Практическии всегда, когда я открывала глаза, рядом оказывался Драгон. Кто бы мог подумать… Из него вышла недурная сиделка. Да, болезнь, а по-другому я не могла назвать свое состояние, сделала меня циничной и злобной. Попробуйте быть вежливой, когда судорога выгибает до хруста в позвоночнике или не можешь вдохнуть от невыносимой тяжести?

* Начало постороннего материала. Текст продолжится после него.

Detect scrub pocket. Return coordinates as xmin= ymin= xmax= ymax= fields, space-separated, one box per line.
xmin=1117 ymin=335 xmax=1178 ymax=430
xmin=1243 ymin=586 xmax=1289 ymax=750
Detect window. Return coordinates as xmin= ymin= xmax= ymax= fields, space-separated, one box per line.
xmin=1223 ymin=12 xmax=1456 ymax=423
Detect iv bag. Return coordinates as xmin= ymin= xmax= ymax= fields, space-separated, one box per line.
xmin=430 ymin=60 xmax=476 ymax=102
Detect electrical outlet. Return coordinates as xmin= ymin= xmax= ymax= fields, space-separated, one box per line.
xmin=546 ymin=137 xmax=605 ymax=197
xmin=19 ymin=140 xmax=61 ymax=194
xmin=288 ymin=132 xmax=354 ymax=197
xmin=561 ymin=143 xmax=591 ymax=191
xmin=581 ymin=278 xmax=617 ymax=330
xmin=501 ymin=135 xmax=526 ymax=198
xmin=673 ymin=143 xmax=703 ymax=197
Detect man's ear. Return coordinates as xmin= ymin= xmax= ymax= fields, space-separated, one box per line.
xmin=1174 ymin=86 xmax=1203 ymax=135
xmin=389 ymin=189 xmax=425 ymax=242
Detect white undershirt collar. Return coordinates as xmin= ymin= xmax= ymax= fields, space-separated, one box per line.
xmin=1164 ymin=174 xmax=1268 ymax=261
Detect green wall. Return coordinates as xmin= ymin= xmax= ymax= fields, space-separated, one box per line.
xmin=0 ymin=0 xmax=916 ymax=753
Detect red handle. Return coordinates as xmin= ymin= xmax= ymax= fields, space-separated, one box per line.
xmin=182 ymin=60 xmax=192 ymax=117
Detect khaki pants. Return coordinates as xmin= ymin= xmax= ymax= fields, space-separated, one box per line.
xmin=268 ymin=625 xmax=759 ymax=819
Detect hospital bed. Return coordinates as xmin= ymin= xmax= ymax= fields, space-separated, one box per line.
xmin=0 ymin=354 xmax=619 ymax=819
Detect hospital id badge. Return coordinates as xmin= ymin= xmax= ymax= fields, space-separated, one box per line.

— Опять ты, — кривилась я, и ждала, пока его лица соберутся в одно отвратительно красивое.
— Опять я.
Он усаживался на постель, приподнимал мое безвольное тело с пузырем живота и устраивал у себя на груди. Терпеливо оттирал от пота лицо, шею и грудь, менял на мне рубашку. Затем особым образом брал за руки, снизу, чтобы мои ладони лежали на его, обхватывал пальцами, мизинцем и большим, мои истончившиеся запястья, и придерживая плечом голову, чтобы не скатывалась, прикасался губами к губам. Это был не поцелуй, по началу. Так Драгон делился со мной силой.
— Тьма, чтобы беречь, — шептал он, отстраняясь на волосок, и снова касался. Вот теперь это уже был поцелуй. Иногда я даже отвечала, просто от того, что после манипуляций мужа у меня хоть что-то шевелилось.
— Я скучаю, Эленар, — говорил он, и сам себе удивлялся, что своему чувству, что тому, что признается мне в этом. — Приворожила, рыжая.
— Больше не рыжая.
Огня во мне становилось все меньше или эмоций, от которых пряди начинали светить сквозь краску? Волосы отрастали черные и жесткие, как вороньи перья.
— Рыжая, все еще рыжая. Моя ведьма.
Я лежала спиной на груди Драгона и прислушивалась, как возвращаются силы. Потом он подхватывал меня на руки, не особенно напрягаясь, и мы перемещались в кресло. Пока слуги меняли постель. Иногда он снова меня целовал. Прекращал, если я не отвечала. А я смотрела в окно.
На облетевших буках, окружавших особняк, вместо листьев рассаживались вороны. Они толклись на ветках, взмахивали крыльями и беззвучно разевали клювы, будто пели хором или бранились. Еще немного и я смогу выйти. Сама. И послушать. И поесть без опаски, что меня тут же вывернет.
Иногда Драгон помогал мне вымыться и одеться, иногда оставлял это нервное дело слугам, ведь я была слаба и беременна и не могла ответить на его желания так, как бы ему хотелось.
С каждым моим возвращением в реальность живот становился все больше, Драгон — все беспокойнее. Бывало, что я приходила в себя уже у него на руках, мокрая и дрожащая, завернутая во влажное покрывало. В голове звенело от недостатка воздуха, и муж дышал мне в рот, заставляя легкие расправляться. И снова и снова делился тьмой. А мне так нужен был свет. Хоть немного. Или огонь. От огня всегда бывает свет. И тень тоже. От меня тогда только она и осталась — тень. Даже не тень, ошметок, осколок.
Забота Драгона обо мне была так похожа на то, что происходило в моем доме перед отъездом родителей, что я малодушно пряталась в этой горькой иллюзии близости. Заворачивалась в нее и вспоминала.
Последние месяцы мама почти не ходила. Она будто таяла. И отец выцветал вместе с ней. Я часто слышала, подслушивала, о заемной жизни и что она и так живет дольше, чем ей было отмерено, а отец ругался и говорил, чтоб она не смела и шагу за порог ступить без него. Бросил должность и работу, сидел рядом с ней днями на пролет, кормил, ухаживал, таскал по дому на руках, а она смеялась, как осенние листья падают, и подначивала, что всю жизнь мечтала, чтобы ее муж на руках носил.
Как-то вечером, когда мама уже спала, отец позвал меня на кухню. Кухня вообще была самым важным местом в доме, особенно если намечался серьезный разговор. Там он передал мне документы на дом, свой и этот, на счет в банке и прочее имущество и сказал, что увезет маму в горы Ириен. Там, в местечке Иде-Ир, недалеко от Светлого леса, вотчины эльфийского рода Эфар, на самой границе Нодлута и Ирия, есть домик, отданный хладеном Лайэнцем Феррато в безвозмездное пользование. Там отец и мама венчались и там, по словам отца, ему удалось обмануть смерть, и он очень надеялся, что получится снова. Сказал, что безмерно горд, что у него есть я, и что я уже слишком взрослая, чтобы делить гнездо с родителями и пора лететь самостоятельно.
— Мы всегда с тобой, Эленар. Ты наше продолжение. И пока будешь ты, будем и мы. Теперь твое время.